This past week has been taken up with a visit to Washington DC, partly to attend the AAAS Annual Meeting where RCUK had a significant presence and partly to connect with, and say personal goodbyes to, a number of organisations and individuals with whom BBSRC either already collaborates or might do so in the future.
The visit only served to emphasise how important international partnerships are in biological science and with the recent announcement in the budget of an increase in both the Newton Fund and Official Development Assistance (ODA) eligible spend for the Research Councils, this importance will only grow. Our links with the National Science Foundation (NSF) are well established with a Memorandum of Understanding on Research Cooperation in place, successful joint calls and co-funding of workshops and sandpits to discuss new areas of mutual interest.

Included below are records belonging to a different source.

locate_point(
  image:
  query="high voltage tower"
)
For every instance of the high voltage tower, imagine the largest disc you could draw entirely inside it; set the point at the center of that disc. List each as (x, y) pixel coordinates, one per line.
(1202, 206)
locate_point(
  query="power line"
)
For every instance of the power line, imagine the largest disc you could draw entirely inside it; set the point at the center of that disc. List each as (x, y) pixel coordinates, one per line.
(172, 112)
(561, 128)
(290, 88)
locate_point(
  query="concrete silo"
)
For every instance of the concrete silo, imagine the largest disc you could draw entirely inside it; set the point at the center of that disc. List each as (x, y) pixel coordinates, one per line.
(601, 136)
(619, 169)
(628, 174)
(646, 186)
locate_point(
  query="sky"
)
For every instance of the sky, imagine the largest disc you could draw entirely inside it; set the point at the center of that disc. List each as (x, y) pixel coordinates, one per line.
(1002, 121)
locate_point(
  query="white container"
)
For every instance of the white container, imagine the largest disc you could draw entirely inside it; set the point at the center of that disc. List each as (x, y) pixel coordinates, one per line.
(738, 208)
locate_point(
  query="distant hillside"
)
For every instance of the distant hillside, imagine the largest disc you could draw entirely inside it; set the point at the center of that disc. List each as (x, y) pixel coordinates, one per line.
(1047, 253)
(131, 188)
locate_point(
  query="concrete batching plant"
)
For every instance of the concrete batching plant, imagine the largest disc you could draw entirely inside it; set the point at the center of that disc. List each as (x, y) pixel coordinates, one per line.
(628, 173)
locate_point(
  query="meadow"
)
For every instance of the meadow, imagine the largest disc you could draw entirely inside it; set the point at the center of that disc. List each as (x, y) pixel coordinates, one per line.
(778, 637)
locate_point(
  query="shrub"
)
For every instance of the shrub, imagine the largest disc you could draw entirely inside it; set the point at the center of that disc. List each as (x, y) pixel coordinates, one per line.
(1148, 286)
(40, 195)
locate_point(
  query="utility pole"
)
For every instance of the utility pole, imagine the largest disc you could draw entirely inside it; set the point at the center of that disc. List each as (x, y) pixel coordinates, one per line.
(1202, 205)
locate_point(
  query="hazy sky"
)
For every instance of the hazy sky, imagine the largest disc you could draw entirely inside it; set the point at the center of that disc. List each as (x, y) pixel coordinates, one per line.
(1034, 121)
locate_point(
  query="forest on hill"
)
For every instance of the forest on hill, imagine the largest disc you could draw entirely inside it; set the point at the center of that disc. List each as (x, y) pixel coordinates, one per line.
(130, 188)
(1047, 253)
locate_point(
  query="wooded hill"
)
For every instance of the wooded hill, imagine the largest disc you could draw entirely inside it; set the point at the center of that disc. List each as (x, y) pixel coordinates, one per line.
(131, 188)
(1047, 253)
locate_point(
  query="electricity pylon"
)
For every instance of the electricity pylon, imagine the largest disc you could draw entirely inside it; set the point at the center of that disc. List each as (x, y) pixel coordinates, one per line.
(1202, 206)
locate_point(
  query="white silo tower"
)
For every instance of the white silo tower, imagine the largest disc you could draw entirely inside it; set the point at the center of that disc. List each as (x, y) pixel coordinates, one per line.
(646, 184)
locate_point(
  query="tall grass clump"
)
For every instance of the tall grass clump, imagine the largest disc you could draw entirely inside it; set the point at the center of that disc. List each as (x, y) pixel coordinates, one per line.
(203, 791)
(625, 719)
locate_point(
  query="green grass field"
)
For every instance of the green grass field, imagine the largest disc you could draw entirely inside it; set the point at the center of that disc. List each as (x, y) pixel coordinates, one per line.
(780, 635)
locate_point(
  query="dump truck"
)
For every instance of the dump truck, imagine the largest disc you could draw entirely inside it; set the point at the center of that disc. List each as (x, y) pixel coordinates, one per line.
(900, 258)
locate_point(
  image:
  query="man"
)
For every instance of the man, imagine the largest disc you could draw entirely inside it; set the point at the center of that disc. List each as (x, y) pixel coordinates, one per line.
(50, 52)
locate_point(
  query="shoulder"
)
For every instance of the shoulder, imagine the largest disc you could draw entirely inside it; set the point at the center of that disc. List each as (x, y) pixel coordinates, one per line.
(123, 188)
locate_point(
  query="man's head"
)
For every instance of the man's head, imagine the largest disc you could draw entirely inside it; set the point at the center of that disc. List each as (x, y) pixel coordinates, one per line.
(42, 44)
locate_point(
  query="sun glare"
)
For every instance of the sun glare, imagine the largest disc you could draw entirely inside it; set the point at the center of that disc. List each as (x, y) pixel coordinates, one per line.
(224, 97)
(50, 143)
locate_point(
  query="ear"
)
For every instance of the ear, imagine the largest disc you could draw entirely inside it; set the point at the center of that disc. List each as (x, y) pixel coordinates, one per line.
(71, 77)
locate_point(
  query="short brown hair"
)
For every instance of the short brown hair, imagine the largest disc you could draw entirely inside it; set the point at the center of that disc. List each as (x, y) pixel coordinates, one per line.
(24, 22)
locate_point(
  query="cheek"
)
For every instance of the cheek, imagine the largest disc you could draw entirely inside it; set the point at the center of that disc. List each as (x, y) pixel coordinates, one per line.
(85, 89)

As well as BBSRC individual meetings with the NSF’s BIO division, there was also a bilateral between all the Research Council representatives and all the divisional heads of NSF. The NSF divisions outlined their scientific priorities for the next round of funding and RCUK outlined the outcomes of the Comprehensive Spending and Nurse Reviews. There was also a demonstration of a particularly impressive portfolio analytics tool that NSF has developed.
NSF reports into the Office of Science and Technology Policy (OSTP) with the Executive Office of the President. We had an interesting morning at OSTP, discussing a range of topics with a number of different officials hosted by Dr Gre Shannon. Of special relevance to BBSRC was meeting Robbie Barbero who is Assistant Director for Biological Innovation with interests in the bioeconomy in general and synthetic biology in particular.
On the same day we also met with the National Academies of Sciences, Engineering and Medicine and heard about one of their 35 roundtables called GUIRR (Government, University, Industry Research Roundtable). They hold three meetings a year where they bring together representatives from funding agencies, academia, policy advisors and industry. They publish brief reports of these meetings which are available on their website, along with other publications such as ‘Culture Matter: International Research Collaboration in a Changing World’ and they also hold free webinars on a variety of subjects.
BBSRC has developed links with USDA-NIFA and it was good to catch up with their officials to check on the strength of the relationship and progress on current and future joint efforts, which include two workshops planned for 2016 on plant health and the microbiome. Our relationships with USAID are less well developed but we do put funding into the same projects such as the International Wheat Yield Partnership. There are clearly opportunities to work together more with the increased emphasis on ODA funding at the Research Councils.
Some general themes emerged across all the meetings – the importance of the bioeconomy and the sectors within it; the potential for a follow-on project to BREAD involving UK funders as well as USA; sharing of best practice, reproducibility and the importance of diversity. In terms of reproducibility it is important to note the creation by Amgen and the biochemist Bruce Alberts of a new channel to share replications of experiments since these seem to be hard to publish (because journals don’t consider the data ‘novel’). It will be published by the F1000Research channel and is called ‘Preclinical Reproducibility and Robustness’.
Closer to home, the importance of partnerships has been shown by the establishment of the new centre at Norwich. The name of the centre was announced this week – it is to be called The Quadram Institute, the name reflecting the four partners involved in founding it: BBSRC, IFR, the Norfolk and Norwich University Hospitals Foundation Trust and the University of East Anglia. The focus of The Quadram Institute, to be headed by Professor Ian Charles (the current Director of IFR), will be across four research themes: the interactions between the gut and its microbiome, healthy ageing, food innovation and food safety. The institute will interact with world leading groups at The John Innes Centre and The Genome Analysis Centre to provide a unique environment for this area of science. In addition it will stimulate interactions between clinical and non-clinical scientists and provide space for industrial partners to work alongside basic scientists. I am very pleased that The Quadram Institute is now scheduled for delivery in 2018 and to watching it develop between now and then. You can see a video about the institute at youtu.be/MtgsqxB0dU8.